Minneapolis, MN - U.S. Bancorp, the parent company of U.S. Bank, announced an 8.4% decline in its fourth-quarter net income. The decrease is primarily attributed to one-time charges incurred during the period.

Financial Performance

The company's net income for the fourth quarter amounted to $847 million, or 49 cents per share, compared to $925 million, or 57 cents per share, in the same period last year. Adjusted earnings stood at 99 cents per share, meeting analysts' expectations.

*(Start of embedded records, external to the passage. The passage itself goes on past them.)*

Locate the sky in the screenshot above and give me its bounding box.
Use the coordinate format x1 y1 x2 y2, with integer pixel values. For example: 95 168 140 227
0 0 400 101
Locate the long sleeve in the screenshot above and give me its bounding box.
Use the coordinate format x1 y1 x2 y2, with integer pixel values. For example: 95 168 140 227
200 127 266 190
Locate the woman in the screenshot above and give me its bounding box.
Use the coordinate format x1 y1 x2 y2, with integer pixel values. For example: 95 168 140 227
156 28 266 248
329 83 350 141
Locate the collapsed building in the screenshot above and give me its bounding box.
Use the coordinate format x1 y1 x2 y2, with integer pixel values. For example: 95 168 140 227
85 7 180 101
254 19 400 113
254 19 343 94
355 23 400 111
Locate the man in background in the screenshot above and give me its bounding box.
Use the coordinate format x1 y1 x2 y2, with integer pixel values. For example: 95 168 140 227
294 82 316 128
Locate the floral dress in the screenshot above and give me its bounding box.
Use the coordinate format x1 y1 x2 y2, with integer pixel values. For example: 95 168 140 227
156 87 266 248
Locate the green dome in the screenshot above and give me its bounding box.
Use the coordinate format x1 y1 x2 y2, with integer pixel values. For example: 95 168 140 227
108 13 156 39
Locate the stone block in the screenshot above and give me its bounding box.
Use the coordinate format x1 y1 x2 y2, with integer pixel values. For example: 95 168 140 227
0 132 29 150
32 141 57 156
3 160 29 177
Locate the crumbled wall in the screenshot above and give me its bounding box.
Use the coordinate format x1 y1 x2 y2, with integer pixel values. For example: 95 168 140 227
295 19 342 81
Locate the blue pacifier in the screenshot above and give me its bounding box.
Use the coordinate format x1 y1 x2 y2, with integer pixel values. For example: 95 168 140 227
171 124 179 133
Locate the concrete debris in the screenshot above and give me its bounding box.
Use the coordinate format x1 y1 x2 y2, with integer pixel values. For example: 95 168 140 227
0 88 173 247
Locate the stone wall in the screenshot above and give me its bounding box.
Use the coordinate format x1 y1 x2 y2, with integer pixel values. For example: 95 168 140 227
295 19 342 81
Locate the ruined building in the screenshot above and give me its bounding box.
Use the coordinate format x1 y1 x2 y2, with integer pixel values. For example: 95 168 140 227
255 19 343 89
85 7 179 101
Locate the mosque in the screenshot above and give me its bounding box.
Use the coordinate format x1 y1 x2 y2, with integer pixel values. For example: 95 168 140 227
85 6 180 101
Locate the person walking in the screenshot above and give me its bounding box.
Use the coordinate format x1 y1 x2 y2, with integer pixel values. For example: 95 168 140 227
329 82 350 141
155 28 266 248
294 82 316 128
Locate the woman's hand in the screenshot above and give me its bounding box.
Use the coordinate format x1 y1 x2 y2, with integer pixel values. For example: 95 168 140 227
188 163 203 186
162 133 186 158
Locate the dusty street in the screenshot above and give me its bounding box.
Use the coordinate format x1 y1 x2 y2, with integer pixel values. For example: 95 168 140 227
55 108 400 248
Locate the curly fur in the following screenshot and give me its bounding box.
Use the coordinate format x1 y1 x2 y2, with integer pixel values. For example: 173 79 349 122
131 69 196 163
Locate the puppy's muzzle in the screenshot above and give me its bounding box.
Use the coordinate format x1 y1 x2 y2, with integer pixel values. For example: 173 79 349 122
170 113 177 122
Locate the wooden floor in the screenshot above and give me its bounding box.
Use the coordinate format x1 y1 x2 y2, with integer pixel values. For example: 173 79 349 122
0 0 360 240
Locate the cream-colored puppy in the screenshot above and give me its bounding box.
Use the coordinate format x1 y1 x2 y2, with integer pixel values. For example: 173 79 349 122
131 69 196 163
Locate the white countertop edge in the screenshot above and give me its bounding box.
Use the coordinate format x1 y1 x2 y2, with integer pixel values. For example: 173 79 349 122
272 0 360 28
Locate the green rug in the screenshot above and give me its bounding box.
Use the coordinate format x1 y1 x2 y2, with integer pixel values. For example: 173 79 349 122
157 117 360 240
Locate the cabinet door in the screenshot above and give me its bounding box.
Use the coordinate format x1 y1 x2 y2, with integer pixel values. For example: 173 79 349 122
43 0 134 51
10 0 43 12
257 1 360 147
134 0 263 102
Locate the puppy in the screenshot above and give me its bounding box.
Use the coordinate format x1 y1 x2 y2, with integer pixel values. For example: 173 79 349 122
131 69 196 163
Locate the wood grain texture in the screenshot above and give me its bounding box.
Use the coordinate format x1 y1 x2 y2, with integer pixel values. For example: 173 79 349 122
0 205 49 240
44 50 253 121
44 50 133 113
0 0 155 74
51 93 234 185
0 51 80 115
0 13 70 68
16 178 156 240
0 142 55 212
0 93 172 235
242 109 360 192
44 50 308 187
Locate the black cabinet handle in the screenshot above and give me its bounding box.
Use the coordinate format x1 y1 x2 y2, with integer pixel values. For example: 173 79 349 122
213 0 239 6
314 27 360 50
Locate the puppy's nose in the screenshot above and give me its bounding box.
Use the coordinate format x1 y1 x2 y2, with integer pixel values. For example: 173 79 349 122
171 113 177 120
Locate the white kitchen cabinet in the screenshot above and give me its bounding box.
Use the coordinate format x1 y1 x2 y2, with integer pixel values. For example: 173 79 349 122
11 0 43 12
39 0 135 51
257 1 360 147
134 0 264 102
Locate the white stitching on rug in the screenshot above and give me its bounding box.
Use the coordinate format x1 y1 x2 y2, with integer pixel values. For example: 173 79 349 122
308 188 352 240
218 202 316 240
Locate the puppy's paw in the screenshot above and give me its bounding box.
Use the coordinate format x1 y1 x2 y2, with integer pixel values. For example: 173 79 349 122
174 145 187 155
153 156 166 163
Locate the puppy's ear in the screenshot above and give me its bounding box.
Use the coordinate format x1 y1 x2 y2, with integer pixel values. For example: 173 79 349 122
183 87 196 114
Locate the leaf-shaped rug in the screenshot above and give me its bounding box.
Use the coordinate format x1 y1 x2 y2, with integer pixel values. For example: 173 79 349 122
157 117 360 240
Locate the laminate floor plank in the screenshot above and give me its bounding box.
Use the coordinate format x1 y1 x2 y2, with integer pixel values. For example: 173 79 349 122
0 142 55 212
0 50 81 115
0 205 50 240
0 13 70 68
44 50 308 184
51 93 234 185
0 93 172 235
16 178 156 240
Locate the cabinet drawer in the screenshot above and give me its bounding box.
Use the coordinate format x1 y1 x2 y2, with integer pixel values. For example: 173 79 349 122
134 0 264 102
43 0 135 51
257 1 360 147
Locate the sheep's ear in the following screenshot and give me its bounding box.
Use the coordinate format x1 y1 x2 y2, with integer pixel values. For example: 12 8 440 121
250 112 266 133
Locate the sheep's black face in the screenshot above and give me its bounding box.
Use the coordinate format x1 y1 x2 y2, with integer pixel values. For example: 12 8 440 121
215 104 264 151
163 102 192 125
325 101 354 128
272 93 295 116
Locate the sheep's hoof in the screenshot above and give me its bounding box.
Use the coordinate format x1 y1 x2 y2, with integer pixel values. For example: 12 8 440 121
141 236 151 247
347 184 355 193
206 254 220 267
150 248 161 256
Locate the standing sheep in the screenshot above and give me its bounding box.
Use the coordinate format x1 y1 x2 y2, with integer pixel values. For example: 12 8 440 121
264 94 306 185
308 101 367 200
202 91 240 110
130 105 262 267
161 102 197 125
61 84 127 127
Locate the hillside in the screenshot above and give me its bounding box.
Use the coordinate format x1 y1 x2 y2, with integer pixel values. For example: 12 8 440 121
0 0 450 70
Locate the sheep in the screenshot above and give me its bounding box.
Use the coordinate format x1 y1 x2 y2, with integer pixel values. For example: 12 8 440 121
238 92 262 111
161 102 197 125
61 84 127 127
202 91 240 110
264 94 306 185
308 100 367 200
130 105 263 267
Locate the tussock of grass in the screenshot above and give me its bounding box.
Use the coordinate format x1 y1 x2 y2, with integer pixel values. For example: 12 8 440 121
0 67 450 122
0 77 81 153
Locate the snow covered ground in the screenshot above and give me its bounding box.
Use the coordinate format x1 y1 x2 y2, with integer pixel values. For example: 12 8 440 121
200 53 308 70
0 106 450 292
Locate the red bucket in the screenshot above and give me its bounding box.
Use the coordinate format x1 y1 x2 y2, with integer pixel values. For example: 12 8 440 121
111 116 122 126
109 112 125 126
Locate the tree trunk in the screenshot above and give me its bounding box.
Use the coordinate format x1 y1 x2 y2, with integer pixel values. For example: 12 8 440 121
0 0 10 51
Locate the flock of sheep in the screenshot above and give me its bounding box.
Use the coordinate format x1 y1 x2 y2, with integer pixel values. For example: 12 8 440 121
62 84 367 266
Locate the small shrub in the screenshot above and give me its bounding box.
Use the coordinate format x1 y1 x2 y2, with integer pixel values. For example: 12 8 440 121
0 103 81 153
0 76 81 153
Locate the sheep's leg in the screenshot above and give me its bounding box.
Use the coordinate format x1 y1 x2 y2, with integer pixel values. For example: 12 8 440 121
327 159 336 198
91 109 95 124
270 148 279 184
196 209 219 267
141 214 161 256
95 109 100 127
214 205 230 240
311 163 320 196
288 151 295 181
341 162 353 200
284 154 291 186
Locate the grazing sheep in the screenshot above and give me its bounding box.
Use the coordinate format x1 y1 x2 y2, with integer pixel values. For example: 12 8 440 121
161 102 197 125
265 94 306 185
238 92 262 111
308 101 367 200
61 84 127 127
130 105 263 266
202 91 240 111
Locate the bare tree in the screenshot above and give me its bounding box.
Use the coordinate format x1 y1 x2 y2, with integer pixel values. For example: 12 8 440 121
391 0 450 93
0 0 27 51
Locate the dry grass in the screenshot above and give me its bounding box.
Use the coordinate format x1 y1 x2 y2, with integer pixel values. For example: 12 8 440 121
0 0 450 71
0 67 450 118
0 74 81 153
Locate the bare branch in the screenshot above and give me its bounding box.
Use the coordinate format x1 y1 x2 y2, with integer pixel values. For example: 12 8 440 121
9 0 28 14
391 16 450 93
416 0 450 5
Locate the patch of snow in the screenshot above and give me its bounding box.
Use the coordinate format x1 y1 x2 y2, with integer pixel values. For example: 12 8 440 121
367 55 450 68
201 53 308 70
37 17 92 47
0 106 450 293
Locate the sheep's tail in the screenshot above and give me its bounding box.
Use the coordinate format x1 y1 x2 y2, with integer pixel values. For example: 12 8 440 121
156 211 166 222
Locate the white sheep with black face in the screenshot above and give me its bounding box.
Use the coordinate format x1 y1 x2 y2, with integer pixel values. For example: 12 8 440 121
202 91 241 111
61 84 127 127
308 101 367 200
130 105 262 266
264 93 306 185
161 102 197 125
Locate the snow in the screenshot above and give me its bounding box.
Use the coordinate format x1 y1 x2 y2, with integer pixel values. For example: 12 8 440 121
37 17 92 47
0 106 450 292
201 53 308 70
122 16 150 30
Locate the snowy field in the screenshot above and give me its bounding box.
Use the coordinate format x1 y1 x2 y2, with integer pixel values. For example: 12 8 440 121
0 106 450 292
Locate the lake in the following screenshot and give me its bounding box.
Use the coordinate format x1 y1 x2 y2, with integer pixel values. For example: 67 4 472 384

Factors Contributing to Decline

U.S. Bancorp cited several notable items that contributed to the decline in net income. These include a special assessment fee of $734 million imposed by the Federal Deposit Insurance Corp. and merger and integration-related charges amounting to $171 million in connection with the acquisition of MUFG Union Bank.

Revenue Growth

Despite the decline in net income, U.S. Bancorp saw a growth in revenue for the fourth quarter. Revenue increased by 6.2% to reach $6.76 billion, slightly lower than the $6.85 billion expected by analysts polled by FactSet.

Credit Loss Provisions

In the fourth quarter, the company allocated $512 million for credit losses. This figure is lower compared to the $515 million provisioned in the previous quarter and the $1.19 billion provisioned in the same period last year.